Freddy Mamani is not an architect. Born in a small Aymara community called Catavi, he began working twenty years ago as a bricklayer’s assistant, but his dreams prompted him to study at the Technological College of Civil Construction at the University of San Andres (1986), and later to pursue a career in Civil Engineering at UBI . All of this while his family insisted that he give up, as he explained in a recent article: “don’t study in an expensive college, this is a career for the rich”.

The style is called by some a new "psychedelic baroque".
The style is called by some a new “psychedelic baroque”. (Photo: internet reproduction)

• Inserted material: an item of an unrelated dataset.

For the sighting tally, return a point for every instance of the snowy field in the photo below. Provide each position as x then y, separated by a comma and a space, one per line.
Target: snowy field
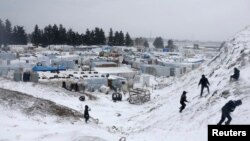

Meanwhile, in the city of El Alto, which accepted thousands of indigenous peasants from La Paz, Oruro and Potosí for decades, a new Aymara bourgeoisie was formed, who found in Mamani’s craft one of his own: a man without academic convictions, but excited by the idea of finding an Aymara architectonic identity. “He seeks to give identity to my city by recovering elements of our original culture,” Freddy says in “Andean Architecture of Bolivia”.

In 2017 Freddy Mamani’s work was turned into the documentary ‘Cholet: The Work of Freddy Mamani’, watch the trailer here, which was released worldwide at the Rotterdam Architecture Film Festival.